Depuis cinq ans et notre rencontre arrangée par un algorithme Youtube qui nous voulait du bien, tu nous balades dans les méandres d’une dub techno pleine de mélancolie, qui sait pourtant souffler à l’oreille des dancefloors. Tu es proche d’Actress dans ton intention, de Basic Channel dans ton amour de la boucle hypnotique, mais tu es suffisamment talentueux pour ne pas être jaloux. Ton truc à toi? Bâtir de longs tunnel techno entre deux morceaux plus accessibles. Avec toujours cette science de la boucle parfaite que tu travailles comme un artisan.

On se demande comment tu vas en ce moment, caché derrière cet anonymat que tu portes comme un masque. On suppose que la fermeture de tes clubs préférés te peine autant que nous tous, sinon un peu plus encore. De notre côté, elle nous a amené à bouder la techno, à chercher la lumière pour savoir raison garder en cette période difficile où nos loisirs sont bousculés par le spectre de la dépression économique. Coincé dans ton studio à écrire des chansons, on imagine qu’il n’y avait que tes machines pour tenter de contrer la négativité. Grand bien t’en fasse : avec Yes, nouvel album annoncé quelques jours seulement avant sa parution physique chez les copains de Demdike Stare (et leur label DSS), tu quittes enfin les égouts et la techno qui fait trembler les murs pour faire souffler une brise dream house sur tes habituelles obsessions. Sans nous laisser le temps d'avoir vu venir quoi que ce soit, tu nous offres un nouvel album absolument magistral, qui applique ton savoir-faire à d’autres couleurs, invoquant parfois même des squelettes italo disco ou conviant des grooves moites hérité des musiques électroniques de Chicago. Et tu sais quoi ? Ça nous fait un bien fou.

Qu’on ne s’y trompe pas pourtant : ce minimalisme et cette économie de moyens propres à la musique de Shinichi Atobe ne sont pas aux abonnés absents sur Yes.
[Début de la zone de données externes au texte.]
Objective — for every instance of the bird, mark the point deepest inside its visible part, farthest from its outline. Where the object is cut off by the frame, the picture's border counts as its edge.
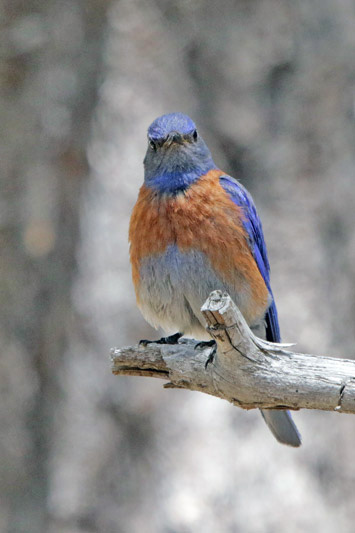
(195, 229)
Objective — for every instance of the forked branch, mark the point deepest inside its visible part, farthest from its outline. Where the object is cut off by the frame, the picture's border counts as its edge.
(246, 371)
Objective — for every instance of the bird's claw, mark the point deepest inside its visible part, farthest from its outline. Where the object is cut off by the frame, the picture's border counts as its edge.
(172, 339)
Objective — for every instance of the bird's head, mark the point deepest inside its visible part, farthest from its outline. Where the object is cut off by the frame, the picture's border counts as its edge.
(176, 154)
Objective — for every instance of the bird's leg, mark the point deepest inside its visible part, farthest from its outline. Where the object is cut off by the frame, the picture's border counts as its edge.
(172, 339)
(208, 344)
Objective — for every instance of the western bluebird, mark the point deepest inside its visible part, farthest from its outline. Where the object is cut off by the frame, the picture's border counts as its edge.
(194, 229)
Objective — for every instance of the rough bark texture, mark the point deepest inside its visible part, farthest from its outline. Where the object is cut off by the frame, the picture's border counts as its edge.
(247, 371)
(270, 85)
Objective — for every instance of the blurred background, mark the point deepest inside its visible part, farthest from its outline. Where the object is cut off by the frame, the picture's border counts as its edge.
(271, 86)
C'est même tout le contraire: il s’agit toujours pour lui de dire un maximum de choses en un minimum de mouvements, d’exploiter au maximum chaque bout de groove, sans jamais sombrer dans quelque chose de putassier ou vain. Loin des concessions et des formules, Yes balade sa panoplie de bangers et confirme la constance de ce producteur discret, qui prouve qu’il n’est pas seulement extrêmement talentueux, mais aussi capable d’investir de nouveaux univers - même si les indices annonçant cette mutation ne manquaient pas sur son précédent album, Heat.

Yes est une petite bombe, et un cri de bonheur adressé à nos nous du futur qui pourront enfin réinvestir les clubs avec l’insouciance du passé – et vivement que ce moment arrive.